No. 435, Docket 29022.United States Court of Appeals, Second Circuit.Submitted April 15, 1966.
Decided December 15, 1966.
James G. Greilsheimer, Asst. U.S. Atty.; Robert M. Morgenthau, U.S. Atty., S.D.N.Y., for plaintiffs-appellees.
R.L. Duff, Conboy, Hewitt, O’Brien Boardman, New York City, for defendant-appellant.
Before LUMBARD, Chief Judge, SWAN and WATERMAN, Circuit Judges.
The Supreme Court of the United States, in an opinion reported at 383 U.S. 225, 86 S.Ct. 768, 15 L.Ed.2d 717 (1966) reversed our holding at 341 F.2d 72 (1965) and affirmed the judgment of the United States District Court for the Southern District of New York, reported at 229 F. Supp. 193 (1964) in which it had been held, as stated by the Supreme Court, “* * * that petitioners are entitled to recover from the railroad the stipulated damages due them because they are entitled to credit for the full amount of time served in the armed forces in calculating their severance pay.” 383 U.S. 225, at 233, 86 S.Ct. at 773. The stipulation provided that if the six plaintiffs prevailed, each of them was entitled to $1,242.60 more severance pay than he had received.
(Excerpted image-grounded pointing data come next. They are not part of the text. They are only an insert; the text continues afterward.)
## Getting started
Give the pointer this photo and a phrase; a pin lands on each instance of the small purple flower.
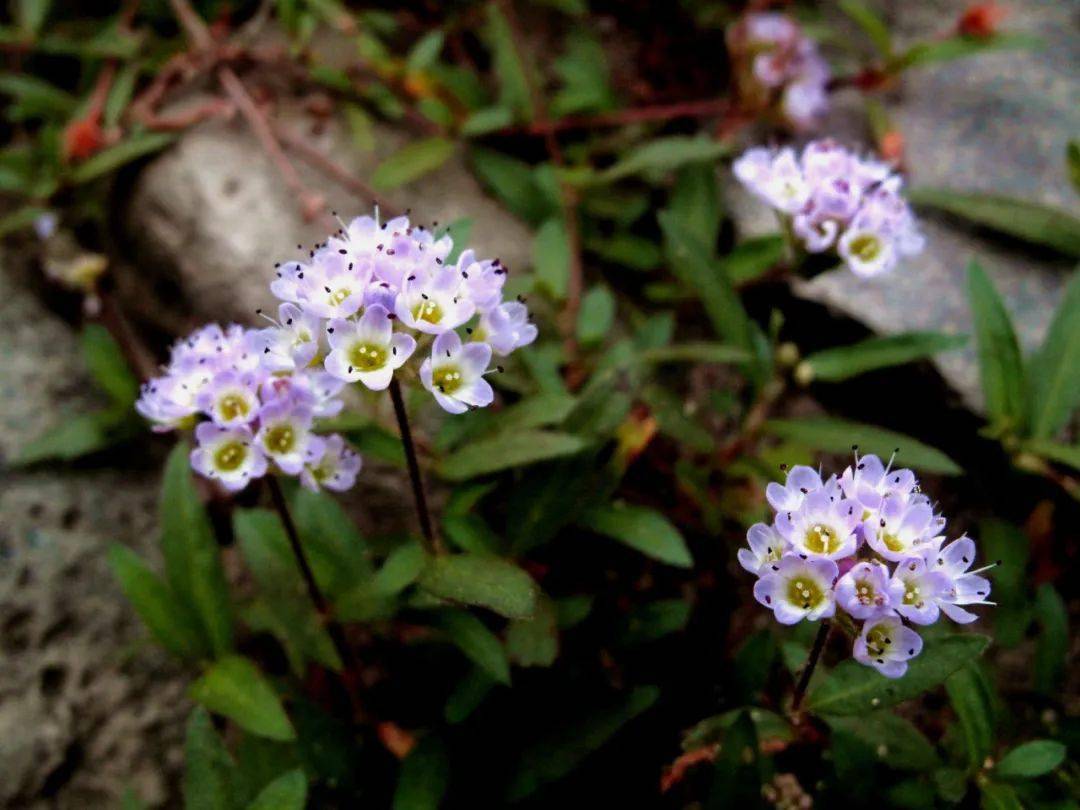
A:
(331, 464)
(901, 528)
(916, 593)
(887, 645)
(505, 327)
(455, 374)
(823, 526)
(964, 586)
(797, 589)
(863, 592)
(227, 455)
(433, 302)
(766, 547)
(284, 434)
(367, 350)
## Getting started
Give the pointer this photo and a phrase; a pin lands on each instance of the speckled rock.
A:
(998, 122)
(80, 716)
(212, 215)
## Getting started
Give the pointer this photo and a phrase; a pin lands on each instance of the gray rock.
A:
(998, 122)
(79, 714)
(212, 215)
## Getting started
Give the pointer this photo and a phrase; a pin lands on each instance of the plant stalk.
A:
(430, 541)
(819, 645)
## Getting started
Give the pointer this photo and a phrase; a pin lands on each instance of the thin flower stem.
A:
(430, 540)
(322, 607)
(819, 645)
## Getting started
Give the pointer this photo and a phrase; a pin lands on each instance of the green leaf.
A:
(484, 581)
(167, 619)
(873, 26)
(288, 792)
(423, 775)
(508, 64)
(645, 529)
(844, 362)
(233, 687)
(534, 642)
(753, 258)
(34, 97)
(664, 154)
(1052, 646)
(108, 366)
(284, 607)
(1000, 366)
(1053, 381)
(412, 161)
(551, 759)
(513, 183)
(551, 257)
(596, 315)
(1030, 759)
(476, 642)
(853, 689)
(210, 778)
(837, 435)
(694, 352)
(999, 797)
(893, 741)
(112, 158)
(1018, 218)
(970, 700)
(192, 564)
(508, 450)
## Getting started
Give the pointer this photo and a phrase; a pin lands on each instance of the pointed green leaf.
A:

The cause was remanded to our court, however, for our consideration of the claim by appellant, Pennsylvania Railroad Company, that the district court erred when, at the time judgment was entered on May 22, 1964, each plaintiff was awarded interest at 5% upon $1,242.60 from November 1, 1961, the first day of the first month after each plaintiff received the last installment of the separation allowance the appellant had paid him, to the date of the judgment. The appellant maintains that, if any prejudgment interest is properly allowable in this case, it should be allowable only from the date of the commencement of the action, January 23, 1964.
We find no error in the discretionary allowance of this prejudgment interest by the district judge, and we affirm the awards of interest made by the court below.